A recent transaction that we were involved in envisaged obtainment by the seller of the competent body's permission to pledge subsoil use right as a transaction security. Having applied to the competent body, the applicant was informed that his subsoil use right had already been pledged. It turned out that several years ago, the company had already pledged the subsoil use right under a bank loan agreement. However, the loan had already been repaid long ago, and no information on loan repayment and pledge termination was actually filed with the competent body. Hence, the register of the competent body listed the company's subsoil use right as being already encumbered.

Compared to Kazakhstan civil law governing the procedure for the termination of a pledge of movable and immovable property, and notifying public bodies of the RK thereof, the subsoil use laws do not contain similar requirements regarding the termination of the pledge of subsoil use right in the registering (competent) body. Property pledge is one of the most common ways to secure the fulfilment of obligations, and subsoil users often resort to a pledge of subsoil use right for securing certain obligations. However, we believe that in practice, issues frequently arise as to who should notify, and when should the registering body be notified of the pledge termination, and whether such notification should even be generally filed.

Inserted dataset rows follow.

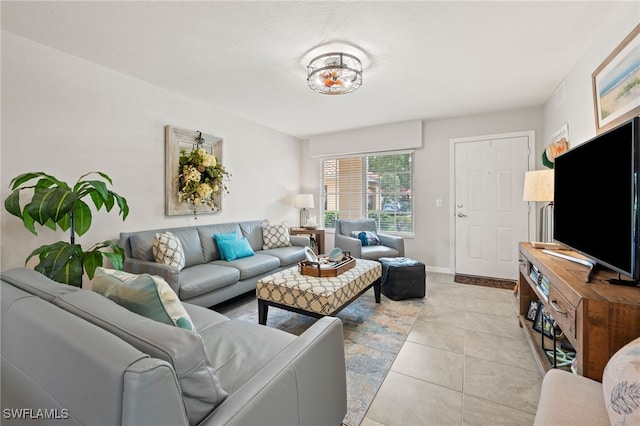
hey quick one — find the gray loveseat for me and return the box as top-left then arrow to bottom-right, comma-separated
119,220 -> 309,307
1,267 -> 347,425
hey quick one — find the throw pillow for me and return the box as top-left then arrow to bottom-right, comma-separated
152,231 -> 185,270
213,231 -> 240,260
350,230 -> 382,246
262,221 -> 292,249
92,267 -> 195,331
215,236 -> 255,262
602,336 -> 640,426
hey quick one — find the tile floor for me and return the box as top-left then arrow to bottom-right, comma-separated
361,272 -> 543,426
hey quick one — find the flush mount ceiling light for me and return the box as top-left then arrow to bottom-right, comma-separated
306,52 -> 363,95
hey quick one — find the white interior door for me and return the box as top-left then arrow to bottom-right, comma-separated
453,133 -> 532,280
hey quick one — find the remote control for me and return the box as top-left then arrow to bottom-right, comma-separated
531,242 -> 565,250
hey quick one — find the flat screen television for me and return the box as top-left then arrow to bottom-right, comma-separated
553,116 -> 640,284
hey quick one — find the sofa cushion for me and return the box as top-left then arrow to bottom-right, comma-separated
51,289 -> 227,425
178,263 -> 240,300
262,221 -> 292,250
169,228 -> 206,268
92,267 -> 194,331
603,337 -> 640,426
198,223 -> 242,262
260,246 -> 306,267
240,220 -> 265,252
196,317 -> 296,394
130,233 -> 155,261
153,232 -> 186,270
213,253 -> 281,281
0,267 -> 80,302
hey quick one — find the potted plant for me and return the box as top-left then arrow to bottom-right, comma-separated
4,171 -> 129,287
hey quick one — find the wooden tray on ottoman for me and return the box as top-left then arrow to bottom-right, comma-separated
298,255 -> 356,278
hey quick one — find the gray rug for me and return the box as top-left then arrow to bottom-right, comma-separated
216,291 -> 426,426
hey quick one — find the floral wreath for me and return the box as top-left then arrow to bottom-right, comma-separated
178,146 -> 230,211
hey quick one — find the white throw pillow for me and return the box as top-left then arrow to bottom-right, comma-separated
262,221 -> 292,250
602,336 -> 640,426
153,231 -> 185,270
92,267 -> 195,332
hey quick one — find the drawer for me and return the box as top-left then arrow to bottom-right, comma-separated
547,285 -> 577,340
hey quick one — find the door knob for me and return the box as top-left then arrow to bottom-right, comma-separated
457,212 -> 467,217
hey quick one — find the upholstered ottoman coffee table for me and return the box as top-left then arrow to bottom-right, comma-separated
256,259 -> 382,325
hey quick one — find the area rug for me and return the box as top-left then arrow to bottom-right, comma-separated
219,291 -> 425,426
454,274 -> 516,290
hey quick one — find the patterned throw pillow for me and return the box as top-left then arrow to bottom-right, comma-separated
602,336 -> 640,426
153,231 -> 185,270
350,230 -> 382,246
262,222 -> 292,250
92,267 -> 195,331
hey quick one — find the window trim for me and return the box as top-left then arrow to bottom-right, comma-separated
320,150 -> 415,236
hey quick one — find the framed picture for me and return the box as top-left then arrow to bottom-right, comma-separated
533,306 -> 554,338
525,300 -> 540,322
592,23 -> 640,134
165,125 -> 224,216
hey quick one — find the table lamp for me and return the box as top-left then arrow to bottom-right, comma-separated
294,194 -> 314,227
523,169 -> 554,242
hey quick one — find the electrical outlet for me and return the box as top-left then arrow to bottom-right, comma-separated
436,198 -> 443,208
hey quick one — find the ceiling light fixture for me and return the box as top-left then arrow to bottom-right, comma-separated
306,52 -> 363,95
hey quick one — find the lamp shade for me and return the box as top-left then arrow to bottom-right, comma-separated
523,170 -> 554,202
294,194 -> 314,209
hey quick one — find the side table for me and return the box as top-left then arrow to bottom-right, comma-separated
290,228 -> 325,255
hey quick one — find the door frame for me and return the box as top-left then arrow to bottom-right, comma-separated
448,130 -> 536,275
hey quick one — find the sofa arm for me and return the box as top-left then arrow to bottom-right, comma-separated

Faced with said practice, we recognize the need to fill the gaps in Kazakhstan subsoil use laws.

These cases in our practice once again aim to illustrate the unlikelihood of the government's success in attracting investment, and creating favourable business conditions. The operation of public bodies as well as the current laws should be revised and adapted for business realities.


1. On the basis of the power of attorney from the client, which enabled us to sign on behalf of the client and file with Kazakhstan state authorities all and any documents required for property pledge termination in Kazakhstan.

2. The Land Cadaster and Technical Property Inspection Department of Almaty.

3. Public Service Center.

4. Business Identification Number.

The content of this article is intended to provide a general guide to the subject matter. Specialist advice should be sought about your specific circumstances.